Interview | Cruyff | lundi 31 août 2009 à 19:19  | Ajouter aux favoris / Partager  | Email

Maintenant, et plus que jamais, la Liga est réduite à un Barça-Madrid, à un duel qui n'est pas seulement sportif mais qui fait s?opposer deux modèles : la cantera de la Masia contre le chéquier inépuisable de Florentino Pérez.

 

--Qui gagnera ?
--Le pari sur les jeunes de Guardiola m’enchante. C'est quelque chose qui est clair depuis de nombreuses années au Barça. Et, avec son arrivée, ce projet s’est encore plus  renforcé.  Cela donne quelque chose qui n'a pas prix : un style, une manière de jouer, une philosophie. Il a dû gagner le triplé pour que tout le monde reconnaisse cette idée. Quand tu pars d'ici, tu te rends alors compte de la valeur qui est donnée à tout cela. Dans tous les pays que je visite, on me dit toujours la même chose : "Ce que j’aime le plus dans le Barça, c’est sa manière de jouer au football. Oui, c'est vrai. Ils gagnent aussi des titres, mais ce jeu est unique". Il n'y a pas de  plus grande éloge possible pour le Barça, parce qu'aucun club dans le monde n'est capable de jouer une finale de Champions avec sept joueurs de la maison ou de terminer celle de la Supercopa avec huit canteranos.

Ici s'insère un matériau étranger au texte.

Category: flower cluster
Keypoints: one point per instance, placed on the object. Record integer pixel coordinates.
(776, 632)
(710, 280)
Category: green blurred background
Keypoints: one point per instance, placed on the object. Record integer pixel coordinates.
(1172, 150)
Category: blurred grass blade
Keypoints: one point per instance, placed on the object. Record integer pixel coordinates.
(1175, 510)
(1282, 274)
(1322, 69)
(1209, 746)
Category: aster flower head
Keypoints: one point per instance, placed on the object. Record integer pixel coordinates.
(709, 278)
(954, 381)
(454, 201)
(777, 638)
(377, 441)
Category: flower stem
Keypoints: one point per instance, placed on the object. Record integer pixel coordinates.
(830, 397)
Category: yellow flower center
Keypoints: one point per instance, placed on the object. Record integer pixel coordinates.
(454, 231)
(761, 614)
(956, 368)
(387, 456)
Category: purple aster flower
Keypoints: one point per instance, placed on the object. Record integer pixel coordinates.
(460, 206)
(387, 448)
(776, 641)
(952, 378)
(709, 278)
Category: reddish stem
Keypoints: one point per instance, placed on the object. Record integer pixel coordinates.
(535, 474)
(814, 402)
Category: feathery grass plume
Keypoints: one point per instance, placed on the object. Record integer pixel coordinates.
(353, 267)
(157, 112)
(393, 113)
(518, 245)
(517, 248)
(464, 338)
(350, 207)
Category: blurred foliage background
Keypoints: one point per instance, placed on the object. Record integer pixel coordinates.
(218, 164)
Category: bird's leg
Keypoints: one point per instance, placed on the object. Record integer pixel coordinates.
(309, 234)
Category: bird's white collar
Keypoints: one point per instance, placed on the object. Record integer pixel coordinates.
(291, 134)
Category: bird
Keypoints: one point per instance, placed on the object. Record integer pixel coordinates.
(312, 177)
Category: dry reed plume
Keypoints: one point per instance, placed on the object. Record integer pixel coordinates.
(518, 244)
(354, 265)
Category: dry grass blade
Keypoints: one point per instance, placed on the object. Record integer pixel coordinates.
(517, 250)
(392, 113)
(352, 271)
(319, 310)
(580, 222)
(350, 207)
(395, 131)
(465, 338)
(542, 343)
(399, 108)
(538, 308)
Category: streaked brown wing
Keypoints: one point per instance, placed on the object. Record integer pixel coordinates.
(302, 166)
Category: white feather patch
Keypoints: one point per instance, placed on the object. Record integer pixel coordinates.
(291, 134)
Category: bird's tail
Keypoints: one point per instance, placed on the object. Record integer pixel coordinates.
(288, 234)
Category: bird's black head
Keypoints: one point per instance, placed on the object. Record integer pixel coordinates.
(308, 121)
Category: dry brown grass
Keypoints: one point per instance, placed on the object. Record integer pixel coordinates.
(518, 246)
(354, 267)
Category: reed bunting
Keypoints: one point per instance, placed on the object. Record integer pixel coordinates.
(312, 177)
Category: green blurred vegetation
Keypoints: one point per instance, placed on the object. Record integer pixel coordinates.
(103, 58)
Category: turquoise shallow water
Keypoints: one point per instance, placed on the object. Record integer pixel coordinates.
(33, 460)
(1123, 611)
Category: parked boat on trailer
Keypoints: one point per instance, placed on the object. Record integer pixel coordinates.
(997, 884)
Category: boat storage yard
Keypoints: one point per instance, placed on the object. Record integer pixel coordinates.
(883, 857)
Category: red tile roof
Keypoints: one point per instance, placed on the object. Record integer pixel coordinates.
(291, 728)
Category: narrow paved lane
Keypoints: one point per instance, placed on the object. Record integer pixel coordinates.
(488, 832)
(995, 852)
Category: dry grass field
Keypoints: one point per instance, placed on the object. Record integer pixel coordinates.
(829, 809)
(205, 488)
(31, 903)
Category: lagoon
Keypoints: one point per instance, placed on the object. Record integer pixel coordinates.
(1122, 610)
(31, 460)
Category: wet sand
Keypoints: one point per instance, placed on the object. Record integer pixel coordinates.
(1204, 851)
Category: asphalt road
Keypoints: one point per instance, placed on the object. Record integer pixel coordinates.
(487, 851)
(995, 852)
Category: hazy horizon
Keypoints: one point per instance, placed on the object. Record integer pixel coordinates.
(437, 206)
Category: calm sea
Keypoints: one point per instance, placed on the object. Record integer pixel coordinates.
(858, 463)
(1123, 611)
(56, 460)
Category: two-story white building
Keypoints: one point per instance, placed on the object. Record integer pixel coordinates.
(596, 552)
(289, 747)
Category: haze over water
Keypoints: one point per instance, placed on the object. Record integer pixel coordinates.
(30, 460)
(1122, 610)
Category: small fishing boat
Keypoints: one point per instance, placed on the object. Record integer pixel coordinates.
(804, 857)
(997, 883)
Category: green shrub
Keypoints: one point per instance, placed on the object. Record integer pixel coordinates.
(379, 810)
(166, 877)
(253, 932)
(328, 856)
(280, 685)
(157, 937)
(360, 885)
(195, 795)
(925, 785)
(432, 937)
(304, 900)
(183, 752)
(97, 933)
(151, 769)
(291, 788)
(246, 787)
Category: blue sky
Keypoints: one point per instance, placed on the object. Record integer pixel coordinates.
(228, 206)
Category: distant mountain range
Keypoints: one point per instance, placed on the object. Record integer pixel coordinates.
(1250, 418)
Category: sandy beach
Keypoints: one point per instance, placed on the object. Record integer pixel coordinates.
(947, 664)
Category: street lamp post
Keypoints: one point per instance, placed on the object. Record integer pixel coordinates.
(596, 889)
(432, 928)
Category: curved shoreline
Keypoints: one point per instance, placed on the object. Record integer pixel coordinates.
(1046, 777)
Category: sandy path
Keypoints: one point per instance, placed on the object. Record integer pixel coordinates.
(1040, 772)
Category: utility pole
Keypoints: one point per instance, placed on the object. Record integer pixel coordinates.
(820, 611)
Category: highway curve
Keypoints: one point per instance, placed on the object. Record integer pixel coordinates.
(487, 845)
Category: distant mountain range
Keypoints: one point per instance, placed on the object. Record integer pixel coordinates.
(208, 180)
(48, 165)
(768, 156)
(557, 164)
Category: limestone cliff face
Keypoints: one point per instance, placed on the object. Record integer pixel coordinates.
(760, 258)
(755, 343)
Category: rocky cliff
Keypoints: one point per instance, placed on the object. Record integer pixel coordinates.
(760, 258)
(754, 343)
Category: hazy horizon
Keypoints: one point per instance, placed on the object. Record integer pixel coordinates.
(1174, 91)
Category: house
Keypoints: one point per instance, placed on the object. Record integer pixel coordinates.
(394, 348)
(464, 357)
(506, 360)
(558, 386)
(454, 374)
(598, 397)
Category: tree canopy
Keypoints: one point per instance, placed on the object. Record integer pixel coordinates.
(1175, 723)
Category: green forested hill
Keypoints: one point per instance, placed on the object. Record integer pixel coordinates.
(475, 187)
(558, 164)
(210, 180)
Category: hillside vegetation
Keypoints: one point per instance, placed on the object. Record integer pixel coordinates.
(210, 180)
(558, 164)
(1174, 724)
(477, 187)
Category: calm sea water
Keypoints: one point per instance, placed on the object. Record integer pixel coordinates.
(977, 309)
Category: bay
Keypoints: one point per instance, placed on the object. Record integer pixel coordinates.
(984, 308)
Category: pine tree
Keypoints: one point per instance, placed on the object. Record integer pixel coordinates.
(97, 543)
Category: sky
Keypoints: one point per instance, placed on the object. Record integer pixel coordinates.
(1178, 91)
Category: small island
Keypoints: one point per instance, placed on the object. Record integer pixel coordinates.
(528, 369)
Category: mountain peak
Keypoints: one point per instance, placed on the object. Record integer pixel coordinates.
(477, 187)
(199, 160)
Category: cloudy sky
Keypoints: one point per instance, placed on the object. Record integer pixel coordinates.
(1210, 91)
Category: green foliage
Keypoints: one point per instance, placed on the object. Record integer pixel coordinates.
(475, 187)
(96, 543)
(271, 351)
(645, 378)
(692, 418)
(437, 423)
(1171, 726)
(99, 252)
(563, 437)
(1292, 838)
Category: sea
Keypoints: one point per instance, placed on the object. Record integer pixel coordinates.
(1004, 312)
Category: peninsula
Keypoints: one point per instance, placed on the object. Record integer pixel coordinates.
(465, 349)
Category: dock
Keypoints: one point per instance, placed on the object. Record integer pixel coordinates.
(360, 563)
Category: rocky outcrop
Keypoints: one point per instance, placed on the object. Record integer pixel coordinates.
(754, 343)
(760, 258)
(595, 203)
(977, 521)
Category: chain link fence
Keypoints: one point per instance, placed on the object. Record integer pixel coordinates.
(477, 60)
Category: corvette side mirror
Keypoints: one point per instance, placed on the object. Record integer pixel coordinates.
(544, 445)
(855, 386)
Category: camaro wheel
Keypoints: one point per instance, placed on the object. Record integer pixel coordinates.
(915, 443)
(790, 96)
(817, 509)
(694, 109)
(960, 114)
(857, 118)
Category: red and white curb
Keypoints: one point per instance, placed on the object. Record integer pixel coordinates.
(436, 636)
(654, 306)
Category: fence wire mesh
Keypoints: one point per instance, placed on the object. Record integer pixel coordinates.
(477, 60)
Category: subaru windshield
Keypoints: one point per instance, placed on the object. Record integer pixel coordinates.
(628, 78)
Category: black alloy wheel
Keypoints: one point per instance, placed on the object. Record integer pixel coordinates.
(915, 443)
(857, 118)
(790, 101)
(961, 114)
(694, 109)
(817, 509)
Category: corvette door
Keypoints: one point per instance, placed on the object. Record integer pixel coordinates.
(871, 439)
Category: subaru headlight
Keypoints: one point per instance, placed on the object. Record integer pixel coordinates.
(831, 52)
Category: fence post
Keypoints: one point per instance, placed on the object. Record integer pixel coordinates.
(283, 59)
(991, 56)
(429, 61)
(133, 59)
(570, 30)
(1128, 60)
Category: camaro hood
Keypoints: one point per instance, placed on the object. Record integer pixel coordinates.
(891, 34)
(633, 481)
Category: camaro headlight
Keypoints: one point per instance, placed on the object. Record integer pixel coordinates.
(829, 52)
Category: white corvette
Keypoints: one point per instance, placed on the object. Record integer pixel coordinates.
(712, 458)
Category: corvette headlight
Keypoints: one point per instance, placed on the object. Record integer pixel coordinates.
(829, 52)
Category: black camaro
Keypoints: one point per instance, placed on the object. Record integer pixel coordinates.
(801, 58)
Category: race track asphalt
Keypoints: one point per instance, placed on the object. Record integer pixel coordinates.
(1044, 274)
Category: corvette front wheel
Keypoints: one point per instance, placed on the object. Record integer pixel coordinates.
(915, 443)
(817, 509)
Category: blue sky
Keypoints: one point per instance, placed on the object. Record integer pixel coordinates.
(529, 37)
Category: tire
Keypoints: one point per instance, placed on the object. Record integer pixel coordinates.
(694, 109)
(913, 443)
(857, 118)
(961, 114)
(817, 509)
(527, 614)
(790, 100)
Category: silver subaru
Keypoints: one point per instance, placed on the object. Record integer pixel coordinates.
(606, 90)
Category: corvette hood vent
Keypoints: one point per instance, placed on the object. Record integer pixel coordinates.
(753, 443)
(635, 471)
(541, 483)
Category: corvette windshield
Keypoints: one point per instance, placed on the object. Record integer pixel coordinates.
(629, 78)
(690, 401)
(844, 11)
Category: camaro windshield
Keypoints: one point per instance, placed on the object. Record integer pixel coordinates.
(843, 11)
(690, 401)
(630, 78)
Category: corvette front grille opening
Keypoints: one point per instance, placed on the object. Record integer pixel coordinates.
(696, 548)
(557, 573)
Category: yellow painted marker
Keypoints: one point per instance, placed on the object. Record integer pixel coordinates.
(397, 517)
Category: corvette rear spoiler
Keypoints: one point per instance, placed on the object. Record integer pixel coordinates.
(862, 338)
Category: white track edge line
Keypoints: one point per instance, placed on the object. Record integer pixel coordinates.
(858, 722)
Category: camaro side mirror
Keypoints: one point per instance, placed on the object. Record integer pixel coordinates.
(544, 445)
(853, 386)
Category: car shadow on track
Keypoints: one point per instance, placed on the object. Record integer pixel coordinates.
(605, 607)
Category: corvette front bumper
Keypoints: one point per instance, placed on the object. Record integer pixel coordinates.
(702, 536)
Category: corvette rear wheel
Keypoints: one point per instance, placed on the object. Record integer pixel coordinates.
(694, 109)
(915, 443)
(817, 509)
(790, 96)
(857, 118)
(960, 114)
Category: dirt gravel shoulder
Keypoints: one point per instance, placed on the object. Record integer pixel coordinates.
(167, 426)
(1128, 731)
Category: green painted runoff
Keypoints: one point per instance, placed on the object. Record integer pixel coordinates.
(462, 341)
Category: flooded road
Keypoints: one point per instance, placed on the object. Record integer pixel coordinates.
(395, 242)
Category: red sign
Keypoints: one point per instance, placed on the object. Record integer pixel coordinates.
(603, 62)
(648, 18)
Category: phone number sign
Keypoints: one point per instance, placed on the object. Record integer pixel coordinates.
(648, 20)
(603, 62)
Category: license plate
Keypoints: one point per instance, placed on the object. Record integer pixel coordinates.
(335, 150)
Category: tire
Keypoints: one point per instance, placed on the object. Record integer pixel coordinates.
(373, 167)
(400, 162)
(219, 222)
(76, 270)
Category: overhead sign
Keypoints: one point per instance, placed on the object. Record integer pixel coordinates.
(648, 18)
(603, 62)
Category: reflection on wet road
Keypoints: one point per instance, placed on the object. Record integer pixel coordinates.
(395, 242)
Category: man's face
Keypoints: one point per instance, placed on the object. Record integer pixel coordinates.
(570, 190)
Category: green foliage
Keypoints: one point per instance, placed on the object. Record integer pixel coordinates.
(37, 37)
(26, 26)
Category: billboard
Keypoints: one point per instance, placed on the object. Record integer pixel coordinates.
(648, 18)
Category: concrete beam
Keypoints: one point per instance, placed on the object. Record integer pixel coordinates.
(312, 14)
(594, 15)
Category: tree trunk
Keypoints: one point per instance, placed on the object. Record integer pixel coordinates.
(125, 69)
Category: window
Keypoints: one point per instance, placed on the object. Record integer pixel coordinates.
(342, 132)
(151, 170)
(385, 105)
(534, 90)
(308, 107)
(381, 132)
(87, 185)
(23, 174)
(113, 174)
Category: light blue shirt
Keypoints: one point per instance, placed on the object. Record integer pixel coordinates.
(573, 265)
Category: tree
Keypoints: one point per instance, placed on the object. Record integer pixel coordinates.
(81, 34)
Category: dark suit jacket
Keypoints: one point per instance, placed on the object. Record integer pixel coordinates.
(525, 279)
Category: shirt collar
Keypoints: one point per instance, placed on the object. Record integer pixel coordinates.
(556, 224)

--Comme Madrid ne dispose pas de trésors à la  maison, il part les acheter où ils sont. Crains-tu qu'ils puissent s'imposer ?
--Le triplé a obligé le Real à faire un effort énorme. Et, manque de chance, ils n'ont pas bien commencé : il faut simplement voir ce qu'ils ont réalisé pendant la pré-saison et comment le Real a souffert devant le Depor. S'il avait commencé de manière fantastique, il serait plus tranquille. Mais, s'ils sont mauvais, ils devront se montrer plus attentifs. En se fiant à personne.

--Pourquoi dis-tu cela ?

--Parce que les noms seuls ne font jamais une équipe. On sait cela depuis toujours. Aussi il est vrai que tous les joueurs qu'a achetés Madrid sont de grands noms et que le club ne voudra jamais perdre de son prestige en les ayant fait venir ici. Bien au contraire. Il voudra exploiter le maximum de leur qualité et du prestige de ces joueurs. Mais on ne peut pas oublier que Madrid était déjà là la saison passée et qu’il disposait de moins de bons  joueurs que maintenant. Il est impensable que cela ne fonctionne pas, mais cela n’est pas mon problème. Si tu t’intéresses à ça,  tu tombes dans son piège. Tu dois uniquement t’occuper de toi-même.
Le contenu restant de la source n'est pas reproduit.